Meat or fish topper: Spicy, pungent ginger is a great way to add complexity to meat or fish dishes that contain a decent amount of protein. Try it on steamed salmon filets or grilled grass-fed steak: Top your cooked protein with julienned or thinly sliced ginger and scallions, then drizzle with warm oil and soy sauce or coconut aminos. Serve over cauliflower rice, if desired.
Breakfast booster: To wake up your tastebuds, stir ½ teaspoon powdered ginger into plain yogurt and top with chopped apples, walnuts, and chia seeds, or add it to a low-carb oatmeal alternative made with chia, hemp hearts, flax, and nut milk; or make this protein-rich Green Ginger Fab 4 Smoothie from nutritionist Kelly LeVeque featuring 1 teaspoon grated, fresh ginger (which you can swap with ½ tsp of powdered ginger).
Dressing, marinade, or stir-fry sauce: Whip up a single sauce that can act as a salad dressing, marinade for proteins, and stir-fry sauce. For a hearty, Asian-inspired sauce that’s great on low-carb noodle dishes, blend coconut milk, almond butter, ginger, jalapeno, red miso, garlic, lime, dates, and cayenne.
Spiced grain-free granola: Use powdered ginger along with warming spices like cinnamon and cardamom to make a batch of grain-free granola. Simply toss a variety of seeds and chopped nuts (pecans, walnuts, pumpkin seeds, flax seeds, hemp hearts) with spices, sea salt, coconut oil, monk fruit, and vanilla, then spread on a sheet pan and bake at 350 F for 5-7 minutes.
Spicy ginger sauerkraut: Boost the metabolic benefits of sauerkraut (already pretty impressive) by adding ginger to your recipe. Try this tart, tangy, subtly sweet recipe featuring polyphenol-rich cabbage, grated ginger, radish, and thinly sliced apples. It’s delicious on grilled pork, salads, roasted veggies, and eggs.

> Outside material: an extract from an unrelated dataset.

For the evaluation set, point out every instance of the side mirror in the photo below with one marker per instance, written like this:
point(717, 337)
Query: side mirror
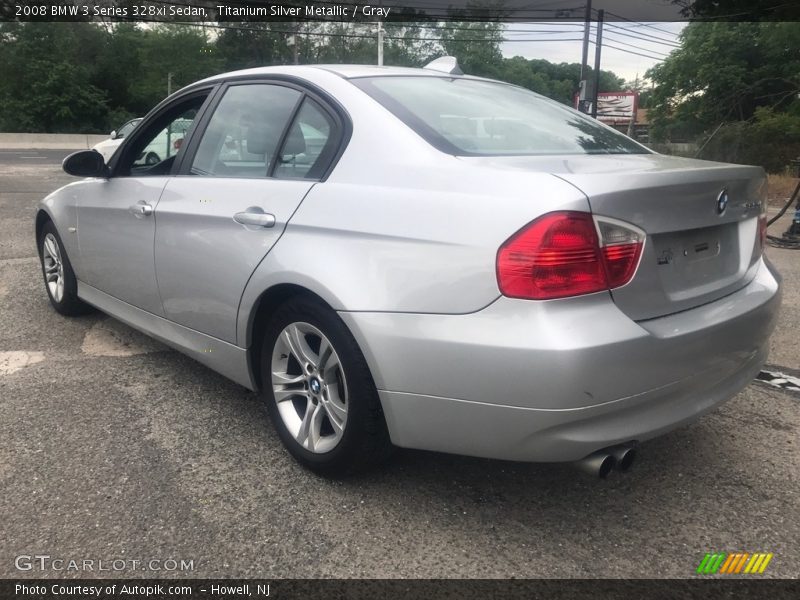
point(85, 163)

DIY spice mix: Research has found that consuming a variety of antioxidant-rich herbs and spices—ginger, cinnamon, turmeric, basil, bay leaf, black pepper, coriander, cumin, oregano, parsley, red pepper, rosemary, and thyme—along with a meal high in carbs and saturated fat can help curb markers of inflammation associated with high carb and fat intake. Consider this motivation to whip up your own flavorful spice blends, so you get a variety of beneficial compounds in one place. This Moroccan Spice Blend (made with ginger, turmeric, cinnamon, and more) makes a great dry rub and addition to stews, lentil dishes, and cauliflower rice.
Carrot ginger soup: You can add fresh or powdered ginger to any soup that needs a little warmth or spice, but this creamy, subtly sweet carrot ginger soup—featuring carrots, grated ginger, ACV, yellow onion, garlic, olive oil, and veggie broth—is a great place to start. Ingredients are cooked and simmered until soft, then pureed in a blender.